Il y a des chiffres qui poussent davantage à l'optimisme que d'autres. Celui de l'évolution globale du nombre de suicides, décrypté par Wired, en fait partie. Entre 2000 et 2016, il a en effet chuté de 33%, et cette tendance semble apparemment se poursuivre. Mais tous les pays ne sont pas à égalité devant le suicide, et il est intéressant de se pencher sur ces disparités importantes.
Il convient de prendre chaque chiffre avec des pincettes, souligne Wired, car certains pays peuvent avoir tendance à fournir des statistiques se situant en-dessous de la réalité –en raison de difficultés à collecter correctement les informations, ou encore d'un sentiment de honte particulièrement présent dans certains pays très religieux.
Si l'on en croit les données fournies, les deux pays les plus peuplés du monde, à savoir l'Inde et la Chine, ont vu leurs taux de suicide respectifs plonger considérablement depuis quelques décennies. Entre 1990 et 2016, la baisse serait de 15% en Inde et de plus de 60% en Chine.

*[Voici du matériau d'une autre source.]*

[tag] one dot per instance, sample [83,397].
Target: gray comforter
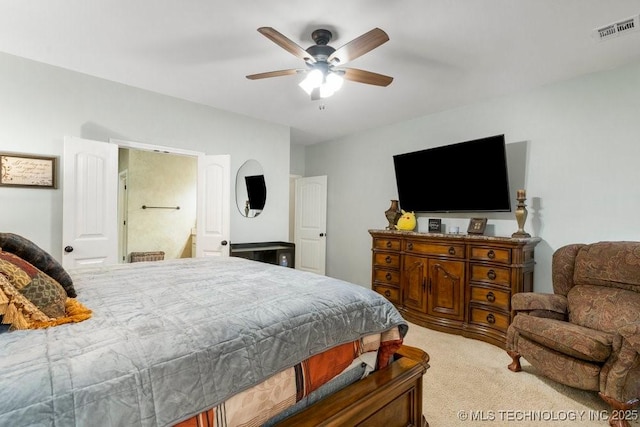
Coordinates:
[170,339]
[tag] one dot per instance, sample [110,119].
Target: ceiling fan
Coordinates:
[324,71]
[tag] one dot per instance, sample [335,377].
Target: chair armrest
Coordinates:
[631,334]
[540,305]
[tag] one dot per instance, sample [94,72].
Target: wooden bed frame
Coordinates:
[390,397]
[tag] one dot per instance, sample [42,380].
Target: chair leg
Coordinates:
[515,364]
[620,411]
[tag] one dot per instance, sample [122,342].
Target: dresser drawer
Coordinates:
[386,259]
[499,255]
[389,244]
[490,274]
[440,249]
[387,277]
[492,319]
[392,294]
[495,297]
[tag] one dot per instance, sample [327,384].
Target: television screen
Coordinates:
[256,191]
[469,176]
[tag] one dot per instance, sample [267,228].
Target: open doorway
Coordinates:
[157,203]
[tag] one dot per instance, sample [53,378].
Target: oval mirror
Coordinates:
[251,189]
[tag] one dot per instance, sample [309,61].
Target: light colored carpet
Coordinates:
[468,384]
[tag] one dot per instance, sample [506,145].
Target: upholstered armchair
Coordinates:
[587,333]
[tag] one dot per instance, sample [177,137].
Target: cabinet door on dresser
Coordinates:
[414,282]
[446,289]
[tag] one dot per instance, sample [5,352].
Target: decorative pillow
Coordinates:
[41,259]
[17,312]
[44,292]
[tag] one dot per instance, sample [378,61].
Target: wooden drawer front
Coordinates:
[500,255]
[427,248]
[495,297]
[386,259]
[392,294]
[489,274]
[490,318]
[387,277]
[389,244]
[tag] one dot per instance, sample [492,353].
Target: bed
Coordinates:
[213,341]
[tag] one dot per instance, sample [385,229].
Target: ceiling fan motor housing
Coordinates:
[321,51]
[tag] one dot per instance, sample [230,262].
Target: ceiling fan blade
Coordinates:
[362,76]
[273,74]
[285,43]
[359,46]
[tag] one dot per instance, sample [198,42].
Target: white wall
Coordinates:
[580,168]
[40,104]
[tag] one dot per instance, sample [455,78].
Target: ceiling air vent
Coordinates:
[616,29]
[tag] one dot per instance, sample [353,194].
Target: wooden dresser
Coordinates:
[453,283]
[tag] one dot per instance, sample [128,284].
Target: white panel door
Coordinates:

L'interdiction des pesticides, une mesure phare
En ce qui concerne Pékin, les spécialistes estiment que le chiffre, qui peut sembler trop beau pour être vrai, est crédible. Il s'expliquerait par le fait que l'économie florissante de la Chine mène à une urbanisation rapide de la population, d'où un accès plus compliqué aux pesticides, avant tout présents en milieu rural. Or ce type de produit est très utilisé par les populations pauvres pour se suicider, notamment par les jeunes femmes vivant dans les zones rurales.
Wired constate que dans plusieurs pays d'Asie, l'interdiction ou la limitation des pesticides les plus dangereux a eu un effet bœuf sur le taux de suicide. Le cas le plus frappant est celui du Sri Lanka, pays du monde où l'on se suicide le plus, mais où les chiffres ont chuté de 70% depuis 1995, année où les principaux pesticides ont été bannis. Même constat au Bangladesh, où des mesures similaires ont permis de faire reculer les suicides de 65%.

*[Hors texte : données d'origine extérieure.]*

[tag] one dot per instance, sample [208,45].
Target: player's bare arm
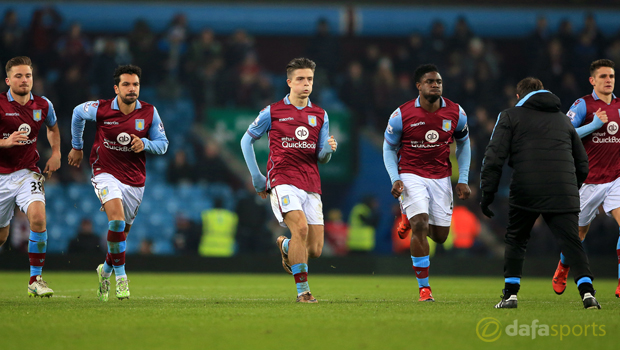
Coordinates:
[53,164]
[136,144]
[397,188]
[75,157]
[17,138]
[463,191]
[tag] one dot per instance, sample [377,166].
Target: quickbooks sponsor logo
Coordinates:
[489,329]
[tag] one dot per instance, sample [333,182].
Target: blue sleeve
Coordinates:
[258,179]
[261,124]
[390,159]
[394,130]
[82,113]
[157,143]
[325,150]
[577,113]
[461,133]
[463,158]
[51,118]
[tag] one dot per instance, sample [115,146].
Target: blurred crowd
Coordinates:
[369,77]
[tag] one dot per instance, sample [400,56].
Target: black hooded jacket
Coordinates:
[545,152]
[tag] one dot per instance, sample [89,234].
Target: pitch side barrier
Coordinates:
[284,20]
[363,265]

Ailleurs, ce sont des mesures liées au contrôle des armes à feu, à une diminution de la taille des tablettes de médicaments, ou encore à la sécurisation des fenêtres des immeubles, qui auront eu un effet positif. Et si cela fonctionne, c'est parce que le suicide est rarement un acte prémédité. Dans la plupart des cas, la durée qui s'écoule entre la décision de se donner la mort et l'acte lui-même est inférieure à cinq minutes. D'où le fait que certaines mesures pouvant sembler simplistes ont en fait un impact conséquent.

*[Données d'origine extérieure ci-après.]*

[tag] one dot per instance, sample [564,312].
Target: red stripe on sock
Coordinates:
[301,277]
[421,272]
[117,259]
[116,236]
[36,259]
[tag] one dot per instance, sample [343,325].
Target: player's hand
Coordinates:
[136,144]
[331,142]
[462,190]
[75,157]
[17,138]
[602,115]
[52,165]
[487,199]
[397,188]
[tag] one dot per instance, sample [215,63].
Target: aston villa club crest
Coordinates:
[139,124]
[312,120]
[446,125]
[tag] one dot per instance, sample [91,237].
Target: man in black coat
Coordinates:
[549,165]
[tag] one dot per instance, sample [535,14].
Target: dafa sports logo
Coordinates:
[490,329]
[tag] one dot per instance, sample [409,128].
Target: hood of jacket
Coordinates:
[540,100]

En outre, la proportion de personnes effectuant une deuxième tentative après un premier essai n'ayant pas abouti n'est que de 7%. Il est donc véritablement possible de sauver des vies en empêchant concrètement quelqu'un de se supprimer à un instant t. Mais la lutte contre le suicide ne doit évidemment pas se contenter de cela, et intégrer notamment un suivi de la santé mentale des personnes potentiellement suicidaires.
Hétérogène
Les suicides ne sont pas uniformément répartis. Selon l'Organisation mondiale de la santé, 80% d'entre eux ont lieu dans des pays où les revenus sont faibles ou moyens, et où la population est la plus dense. En revanche, c'est là où les salaires sont les plus élevés que le taux de suicides par rapport au nombre d'habitants est le plus élevé. Et si le suicide est en net recul dans la plupart des pays du globe, il a au contraire tendance à grimper, parfois fortement, dans certains autres –Jamaïque, Zimbabwe, Corée du Sud, Cameroun.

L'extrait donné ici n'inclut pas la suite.